What five types of outcome measures did participants complete?
Measures of burnout, resilience, mood, anxiety, and work and life functioning.
What did the study find regarding feasibility and acceptability of STEP?
The study demonstrated strong feasibility and acceptability, with high participant engagement and satisfaction.
Which two outcomes showed improvement at the three-month follow-up?
Burnout and work functioning showed improvement at three-month follow-up.
What is the overall conclusion the authors draw about STEP?
STEP shows promise as a novel intervention addressing the unmet need for preventing and managing the effects of trauma exposure among nurses and PSWs.
What is the ClinicalTrials.gov registration number for this study?
NCT04682561.
In which journal was this study published?
The Canadian Journal of Nursing Research.
Who led the research team behind this study?
Aleksandra Lalovic and Sakina J. Rizvi led the research team, along with co-authors Molly Hyde, Yvonne Bergmans, Anna Kiriakidis, Nathania Ebegbare, and Ashley Verduyn.
What type of study design is this, in terms of comparison groups?
It is a single-arm pilot study with no control or comparison group; every enrolled participant received the STEP intervention.
Why can't this study prove that STEP caused the observed improvements in burnout?
Because there was no control group, the design cannot rule out other explanations for change, such as natural fluctuation over time or nonspecific effects of study participation.
What population, beyond registered nurses, was included in this study?
Personal support workers (PSWs) were included alongside nurses.
What kind of intervention delivery model does STEP use, according to its registry description?
Individual, one-on-one psychotherapy sessions delivered remotely by licensed therapists, once weekly for one hour.
What content areas does the STEP program cover?
Stress education, emotional validation of trauma exposure, resilience-building, coping strategies, and preparation for future traumatic events.
What is a key limitation of this study's sample?
The sample size was small (35 participants) and limited to Ontario nurses and PSWs, limiting generalizability.
Search-ready answers
Frequently asked questions
What is the STEP program for nurses?
STEP (Supportive Trauma Exposure Preparation) is an 8-week virtual psychotherapy program developed to help nurses and personal support workers manage the emotional impact of workplace trauma exposure and reduce burnout.
How many nurses and PSWs took part in the STEP pilot study?
The pilot feasibility study enrolled 35 nurses and personal support workers working in Ontario.
Did the STEP program reduce burnout in nurses?
The pilot study found improvements in burnout and work functioning at three-month follow-up, but because it was a single-arm feasibility study without a control group, this cannot be treated as definitive proof of effectiveness.

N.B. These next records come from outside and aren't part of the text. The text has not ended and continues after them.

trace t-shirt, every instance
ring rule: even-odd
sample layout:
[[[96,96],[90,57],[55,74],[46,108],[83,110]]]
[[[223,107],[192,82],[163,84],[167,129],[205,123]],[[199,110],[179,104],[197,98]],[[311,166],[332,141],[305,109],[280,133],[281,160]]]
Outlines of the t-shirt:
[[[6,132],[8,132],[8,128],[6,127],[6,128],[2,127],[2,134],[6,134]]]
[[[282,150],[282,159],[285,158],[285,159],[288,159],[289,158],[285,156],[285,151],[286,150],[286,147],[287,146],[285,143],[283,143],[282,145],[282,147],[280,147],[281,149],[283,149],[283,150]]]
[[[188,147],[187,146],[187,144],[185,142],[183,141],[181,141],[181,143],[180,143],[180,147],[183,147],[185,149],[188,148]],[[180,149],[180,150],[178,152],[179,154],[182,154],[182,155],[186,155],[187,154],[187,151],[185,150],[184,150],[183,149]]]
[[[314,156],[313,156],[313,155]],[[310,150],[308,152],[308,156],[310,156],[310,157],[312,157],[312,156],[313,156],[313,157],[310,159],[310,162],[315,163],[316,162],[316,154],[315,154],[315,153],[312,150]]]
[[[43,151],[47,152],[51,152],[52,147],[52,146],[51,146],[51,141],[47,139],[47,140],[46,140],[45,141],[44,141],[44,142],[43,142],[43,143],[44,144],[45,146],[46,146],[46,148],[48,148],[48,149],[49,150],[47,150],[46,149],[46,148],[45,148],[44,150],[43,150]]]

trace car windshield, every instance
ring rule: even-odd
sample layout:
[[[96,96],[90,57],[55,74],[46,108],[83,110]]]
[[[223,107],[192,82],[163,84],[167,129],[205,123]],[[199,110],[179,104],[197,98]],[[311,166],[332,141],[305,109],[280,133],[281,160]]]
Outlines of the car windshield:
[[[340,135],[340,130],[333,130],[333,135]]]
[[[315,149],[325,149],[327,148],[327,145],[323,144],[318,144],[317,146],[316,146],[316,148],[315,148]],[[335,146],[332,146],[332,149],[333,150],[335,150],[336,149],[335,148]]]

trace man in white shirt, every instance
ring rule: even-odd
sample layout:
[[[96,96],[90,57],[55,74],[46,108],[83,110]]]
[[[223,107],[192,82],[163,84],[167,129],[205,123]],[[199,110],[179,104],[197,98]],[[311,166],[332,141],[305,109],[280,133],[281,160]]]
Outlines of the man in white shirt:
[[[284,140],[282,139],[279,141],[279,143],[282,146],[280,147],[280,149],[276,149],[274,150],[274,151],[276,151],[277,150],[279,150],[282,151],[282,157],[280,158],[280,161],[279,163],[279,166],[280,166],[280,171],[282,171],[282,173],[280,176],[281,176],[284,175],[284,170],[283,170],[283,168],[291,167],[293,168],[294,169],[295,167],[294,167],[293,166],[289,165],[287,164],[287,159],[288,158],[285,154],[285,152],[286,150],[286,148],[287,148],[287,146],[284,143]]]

Is STEP delivered in person or online?
STEP is delivered virtually, as weekly individual videoconference sessions with a licensed therapist over 8 weeks.
What outcomes were measured in the STEP feasibility study?
The study measured burnout, resilience, mood, anxiety, and work and life functioning, along with participant feedback on feasibility and acceptability.
Was the STEP study a randomized controlled trial?
No. It was a single-arm pilot feasibility study; all participants received the STEP program and there was no comparison or control group.
Where was the STEP program study conducted?
The study was conducted with nurses and personal support workers in Ontario, Canada.
What is the registration number for the STEP program clinical trial?
The study is registered on ClinicalTrials.gov under NCT04682561.
Who developed the STEP program?
STEP was developed by a research team including Aleksandra Lalovic, Molly Hyde, Yvonne Bergmans, Anna Kiriakidis, Nathania Ebegbare, Ashley Verduyn, and Sakina J. Rizvi, published through Unity Health Toronto-affiliated research.
What are the main limitations of the STEP pilot study?
Key limitations include a small sample size (35 participants), no control group, an Ontario-only sample, and only three months of follow-up, so long-term and comparative effectiveness remain unknown.